This weekend marks the anniversary of an unusual chapter in the Civil War, not a battle but the radical step taken by delegates from 38 northwestern Virginia counties loyal to the Union after the state secession convention voted to join the Confederacy. They met between June 10 and 25 in Wheeling, named themselves the Restored Government of Virginia and promptly elected a governor.
In effect, they had seceded from a state that had seceded from the Union. While the rest of Virginia got ready for war with Washington, the tentatively named, new state of Kanawha declared the Richmond government illegal, signed the "Declaration of the Rights of the People of Virginia" and elected Francis H. Pierpont as governor.
On June 10, re-enactors will honor the anniversary of that meeting in Wheeling with “West Virginia Day Celebration!” and again on June 18 with “For Liberty and Union: The Restored Government of West Virginia.” Programs include a presentation of the Declaration, the election of Pierpont and his inaugural address.
The separation had a lot to do with a long history of acrimony between the politically unimportant mountainous part of Virginia and the richer and politically more powerful eastern section of the state. The convention’s vote to join the Confederate States of America must have been seen as the ultimate snub.

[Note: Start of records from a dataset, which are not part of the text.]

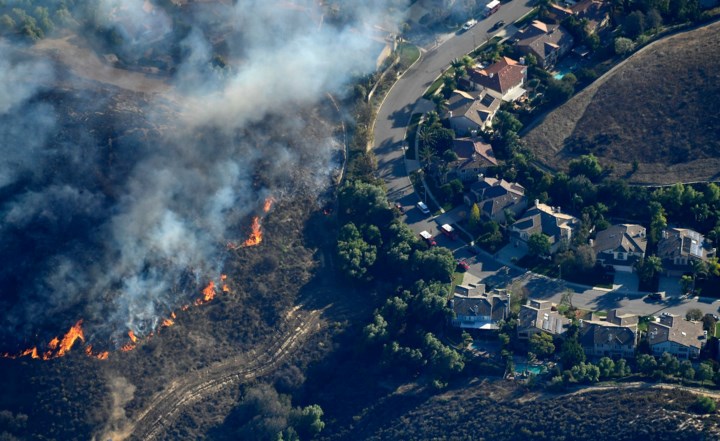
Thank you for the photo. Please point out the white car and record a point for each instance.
(469, 24)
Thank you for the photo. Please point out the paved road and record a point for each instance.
(394, 115)
(404, 99)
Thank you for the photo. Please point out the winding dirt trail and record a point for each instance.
(166, 406)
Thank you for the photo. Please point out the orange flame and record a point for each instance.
(268, 204)
(74, 334)
(255, 234)
(208, 294)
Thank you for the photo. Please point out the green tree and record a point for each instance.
(704, 372)
(646, 364)
(686, 370)
(308, 421)
(542, 345)
(607, 367)
(623, 46)
(704, 405)
(356, 256)
(694, 314)
(571, 353)
(669, 363)
(474, 219)
(538, 244)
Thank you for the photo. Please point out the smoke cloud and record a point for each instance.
(117, 205)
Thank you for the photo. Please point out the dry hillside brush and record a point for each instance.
(658, 109)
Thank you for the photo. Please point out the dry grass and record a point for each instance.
(658, 108)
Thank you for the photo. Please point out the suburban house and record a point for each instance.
(539, 316)
(497, 198)
(596, 12)
(474, 157)
(476, 309)
(676, 336)
(679, 247)
(620, 246)
(547, 42)
(615, 337)
(470, 113)
(547, 220)
(506, 77)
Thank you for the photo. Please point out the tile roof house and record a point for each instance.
(476, 309)
(608, 339)
(539, 316)
(474, 157)
(677, 336)
(472, 112)
(620, 246)
(547, 42)
(506, 77)
(547, 220)
(496, 198)
(679, 247)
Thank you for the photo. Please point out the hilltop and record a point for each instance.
(658, 108)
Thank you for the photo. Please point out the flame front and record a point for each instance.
(255, 234)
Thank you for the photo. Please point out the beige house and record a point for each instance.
(677, 336)
(539, 316)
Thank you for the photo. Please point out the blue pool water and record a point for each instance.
(533, 369)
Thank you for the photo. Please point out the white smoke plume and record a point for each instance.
(126, 229)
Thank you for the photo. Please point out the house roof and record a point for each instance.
(467, 148)
(542, 38)
(602, 333)
(500, 76)
(676, 330)
(474, 301)
(541, 316)
(626, 238)
(479, 111)
(683, 242)
(545, 219)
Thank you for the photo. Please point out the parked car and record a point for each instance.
(423, 208)
(469, 24)
(428, 238)
(497, 25)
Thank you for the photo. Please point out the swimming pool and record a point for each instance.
(521, 368)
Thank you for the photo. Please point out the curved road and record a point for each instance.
(394, 114)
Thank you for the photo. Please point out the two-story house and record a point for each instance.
(471, 112)
(677, 336)
(476, 309)
(620, 246)
(506, 77)
(546, 42)
(550, 221)
(615, 337)
(497, 199)
(679, 247)
(539, 316)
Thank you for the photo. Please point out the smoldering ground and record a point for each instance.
(116, 206)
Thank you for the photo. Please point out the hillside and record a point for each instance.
(497, 411)
(658, 108)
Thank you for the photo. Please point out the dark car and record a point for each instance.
(497, 25)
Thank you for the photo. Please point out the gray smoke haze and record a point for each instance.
(126, 245)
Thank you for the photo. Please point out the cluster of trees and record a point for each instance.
(264, 414)
(374, 245)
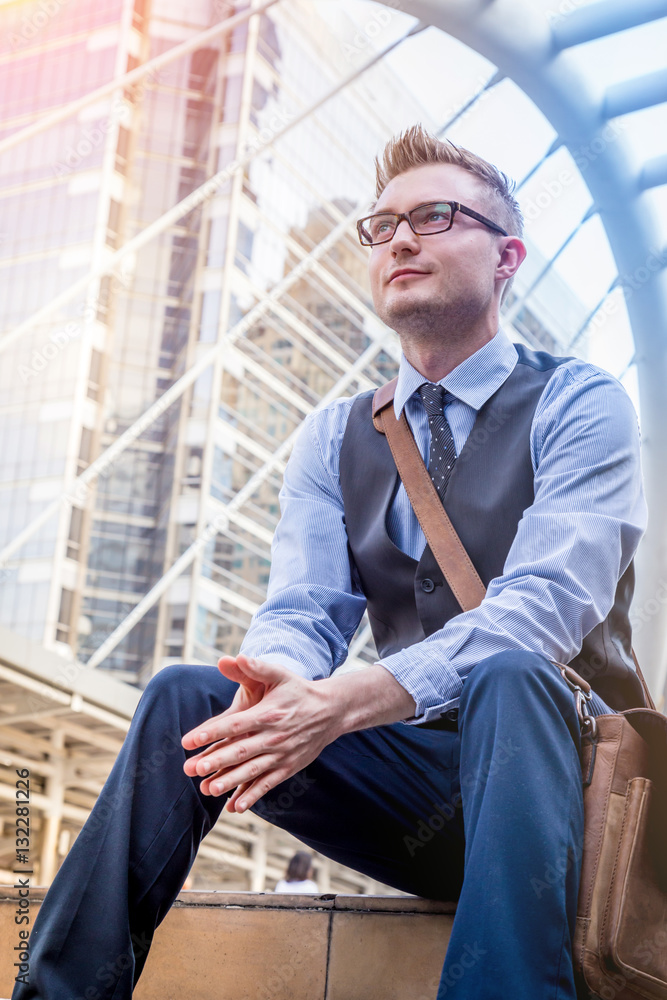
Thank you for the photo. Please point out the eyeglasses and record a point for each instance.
(425, 220)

On Oct. 24, residents of 39--one more than the 38 attending the Wheeling convention--voted overwhelmingly to approve the formation of a new state but the election tallies may well have been rigged because Union troops by then occupied the entire area and were present at the polls. Also several disinterested counties, including Jefferson and Berkeley, were dragged into the new coalition because they included important railroad lines.
Eventually, the new state renamed itself West Virginia was admitted to the union on June 20, 1863. It survived a legal challenge to the inclusion of Jefferson and Berkeley counties in the new state when the U.S. Supreme Court ruled in favor of West Virginia.